ECB (Photo credit: AlphaTangoBravo / Adam Baker)
Otmar Issing is looking a bit tired. The former chief economist at the European Central Bank (ECB) is sitting on a barstool in a room adjoining the Frankfurt Stock Exchange. He resembles a father whose troubled teenager has fallen in with the wrong crowd. Issing is just about to explain again all the things that have gone wrong with the euro, and why the current, as yet unsuccessful efforts to save the European common currency are cause for grave concern.
He begins with an anecdote. "Dear Otmar, congratulations on an impossible job." That's what the late Nobel Prize-winning American economist Milton Friedman wrote to him when Issing became a member of the ECB Executive Board. Right from the start, Friedman didn't believe that the new currency would survive. Issing at the time saw the euro as an "experiment" that was nevertheless worth fighting for.
Fourteen years later, Issing is still fighting long after he's gone into retirement. But just next door on the stock exchange floor, and in other financial centers around the world, apparently a great many people believe that Friedman's prophecy will soon be fulfilled.
Banks, investors and companies are bracing themselves for the possibility that the euro will break up -- and are thus increasing the likelihood that precisely this will happen.
There is increasing anxiety, particularly because politicians have not managed to solve the problems. Despite all their efforts, the situation in Greece appears hopeless. Spain is in trouble and, to make matters worse, Germany's Constitutional Court will decide in September whether the European Stability Mechanism (ESM) is even compatible with the German constitution.
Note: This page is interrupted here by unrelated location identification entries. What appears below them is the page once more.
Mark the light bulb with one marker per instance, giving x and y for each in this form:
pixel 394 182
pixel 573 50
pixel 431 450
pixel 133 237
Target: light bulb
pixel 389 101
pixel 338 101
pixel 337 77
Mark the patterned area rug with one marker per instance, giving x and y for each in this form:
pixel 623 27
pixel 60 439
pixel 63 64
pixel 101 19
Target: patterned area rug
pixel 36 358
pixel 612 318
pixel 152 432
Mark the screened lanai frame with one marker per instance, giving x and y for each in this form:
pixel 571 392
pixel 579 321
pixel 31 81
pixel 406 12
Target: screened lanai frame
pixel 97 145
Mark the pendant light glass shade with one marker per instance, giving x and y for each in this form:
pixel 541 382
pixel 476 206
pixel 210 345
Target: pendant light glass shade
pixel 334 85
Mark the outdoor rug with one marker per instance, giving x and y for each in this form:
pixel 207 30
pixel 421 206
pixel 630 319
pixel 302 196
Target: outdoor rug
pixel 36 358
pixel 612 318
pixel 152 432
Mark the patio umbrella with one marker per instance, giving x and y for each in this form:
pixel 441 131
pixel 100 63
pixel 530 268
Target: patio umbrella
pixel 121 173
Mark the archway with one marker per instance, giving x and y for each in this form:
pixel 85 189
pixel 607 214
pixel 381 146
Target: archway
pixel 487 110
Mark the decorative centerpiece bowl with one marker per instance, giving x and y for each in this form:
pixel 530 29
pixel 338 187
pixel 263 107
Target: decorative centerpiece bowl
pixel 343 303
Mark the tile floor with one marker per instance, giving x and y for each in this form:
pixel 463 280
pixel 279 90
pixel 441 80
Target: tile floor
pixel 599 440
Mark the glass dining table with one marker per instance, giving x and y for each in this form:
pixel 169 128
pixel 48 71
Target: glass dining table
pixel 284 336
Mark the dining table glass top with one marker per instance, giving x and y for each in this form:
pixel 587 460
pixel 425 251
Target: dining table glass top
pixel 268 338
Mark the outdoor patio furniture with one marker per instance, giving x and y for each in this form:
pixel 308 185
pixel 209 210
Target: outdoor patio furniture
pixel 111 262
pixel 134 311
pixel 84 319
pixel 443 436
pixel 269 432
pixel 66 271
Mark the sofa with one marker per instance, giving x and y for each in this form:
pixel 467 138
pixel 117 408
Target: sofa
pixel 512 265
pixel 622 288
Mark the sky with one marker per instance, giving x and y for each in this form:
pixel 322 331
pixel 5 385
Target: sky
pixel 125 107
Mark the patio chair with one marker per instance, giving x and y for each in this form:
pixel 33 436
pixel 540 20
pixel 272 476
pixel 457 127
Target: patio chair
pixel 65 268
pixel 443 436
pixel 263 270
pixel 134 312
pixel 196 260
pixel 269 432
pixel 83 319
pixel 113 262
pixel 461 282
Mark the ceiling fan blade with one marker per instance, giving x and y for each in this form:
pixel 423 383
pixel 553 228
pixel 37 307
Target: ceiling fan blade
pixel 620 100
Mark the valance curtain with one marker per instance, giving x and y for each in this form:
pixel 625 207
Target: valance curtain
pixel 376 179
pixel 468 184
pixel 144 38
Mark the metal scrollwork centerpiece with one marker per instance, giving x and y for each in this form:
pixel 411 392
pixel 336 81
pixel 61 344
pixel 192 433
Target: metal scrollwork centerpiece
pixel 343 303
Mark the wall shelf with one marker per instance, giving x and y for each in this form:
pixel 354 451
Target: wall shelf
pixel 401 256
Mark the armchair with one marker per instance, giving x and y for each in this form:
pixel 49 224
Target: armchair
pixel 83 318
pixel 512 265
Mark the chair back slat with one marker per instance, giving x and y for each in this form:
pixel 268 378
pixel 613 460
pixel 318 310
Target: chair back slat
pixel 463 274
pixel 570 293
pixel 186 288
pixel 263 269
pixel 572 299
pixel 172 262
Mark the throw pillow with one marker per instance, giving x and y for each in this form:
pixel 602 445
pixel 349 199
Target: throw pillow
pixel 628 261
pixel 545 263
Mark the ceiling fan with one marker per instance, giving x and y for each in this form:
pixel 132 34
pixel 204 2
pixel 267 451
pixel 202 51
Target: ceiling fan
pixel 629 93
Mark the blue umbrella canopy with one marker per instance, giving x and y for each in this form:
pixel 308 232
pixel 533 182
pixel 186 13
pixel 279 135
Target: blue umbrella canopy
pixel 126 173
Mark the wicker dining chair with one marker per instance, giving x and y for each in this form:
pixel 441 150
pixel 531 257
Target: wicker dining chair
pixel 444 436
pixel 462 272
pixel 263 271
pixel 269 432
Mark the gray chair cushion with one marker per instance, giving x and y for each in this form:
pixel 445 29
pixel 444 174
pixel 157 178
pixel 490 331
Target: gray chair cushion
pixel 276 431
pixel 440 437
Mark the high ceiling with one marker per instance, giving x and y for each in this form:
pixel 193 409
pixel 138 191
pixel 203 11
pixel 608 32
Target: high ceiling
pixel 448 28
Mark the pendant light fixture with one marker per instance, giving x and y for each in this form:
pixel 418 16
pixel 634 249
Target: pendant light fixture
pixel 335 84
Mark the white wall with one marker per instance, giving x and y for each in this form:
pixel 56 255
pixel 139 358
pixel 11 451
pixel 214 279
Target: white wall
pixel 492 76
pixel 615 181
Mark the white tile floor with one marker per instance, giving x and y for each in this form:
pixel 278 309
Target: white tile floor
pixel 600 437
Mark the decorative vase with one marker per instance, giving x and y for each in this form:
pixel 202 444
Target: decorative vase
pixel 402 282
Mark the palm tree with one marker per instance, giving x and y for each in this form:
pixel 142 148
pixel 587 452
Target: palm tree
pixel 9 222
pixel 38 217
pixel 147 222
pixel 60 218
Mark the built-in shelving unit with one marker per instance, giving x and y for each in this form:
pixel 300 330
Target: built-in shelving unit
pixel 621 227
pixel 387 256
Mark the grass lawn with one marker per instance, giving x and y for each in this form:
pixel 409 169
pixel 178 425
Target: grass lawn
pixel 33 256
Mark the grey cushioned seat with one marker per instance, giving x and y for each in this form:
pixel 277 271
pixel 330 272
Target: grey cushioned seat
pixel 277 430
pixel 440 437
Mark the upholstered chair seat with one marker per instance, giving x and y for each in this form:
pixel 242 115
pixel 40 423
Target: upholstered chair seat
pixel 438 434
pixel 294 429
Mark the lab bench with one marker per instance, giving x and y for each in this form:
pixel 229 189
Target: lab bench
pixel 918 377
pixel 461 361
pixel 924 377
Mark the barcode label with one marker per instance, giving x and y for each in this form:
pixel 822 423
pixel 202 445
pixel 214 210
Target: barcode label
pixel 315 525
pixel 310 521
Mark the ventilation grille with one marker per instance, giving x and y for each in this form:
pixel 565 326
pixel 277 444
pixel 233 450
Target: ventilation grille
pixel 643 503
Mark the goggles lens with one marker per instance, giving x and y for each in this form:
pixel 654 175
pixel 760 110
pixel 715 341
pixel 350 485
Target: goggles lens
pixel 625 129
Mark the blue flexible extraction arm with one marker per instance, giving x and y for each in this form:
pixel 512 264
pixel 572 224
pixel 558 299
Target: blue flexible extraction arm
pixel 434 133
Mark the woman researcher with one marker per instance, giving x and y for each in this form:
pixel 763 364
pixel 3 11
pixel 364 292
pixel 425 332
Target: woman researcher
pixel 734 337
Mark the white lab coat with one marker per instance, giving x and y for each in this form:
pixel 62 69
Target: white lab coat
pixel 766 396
There's a growing sense of resentment in both lending and borrowing countries -- and in the nations that could soon join their ranks. German politicians such as Bavarian Finance Minister Markus Söder of the conservative Christian Social Union (CSU) are openly calling for Greece to be thrown out of the euro zone. Meanwhile the the leader of Germany's opposition center-left Social Democrats (SPD), Sigmar Gabriel, is urging the euro countries to share liability for the debts.
On the financial markets, the political wrangling over the right way to resolve the crisis has accomplished primarily one thing: it has fueled fears of a collapse of the euro.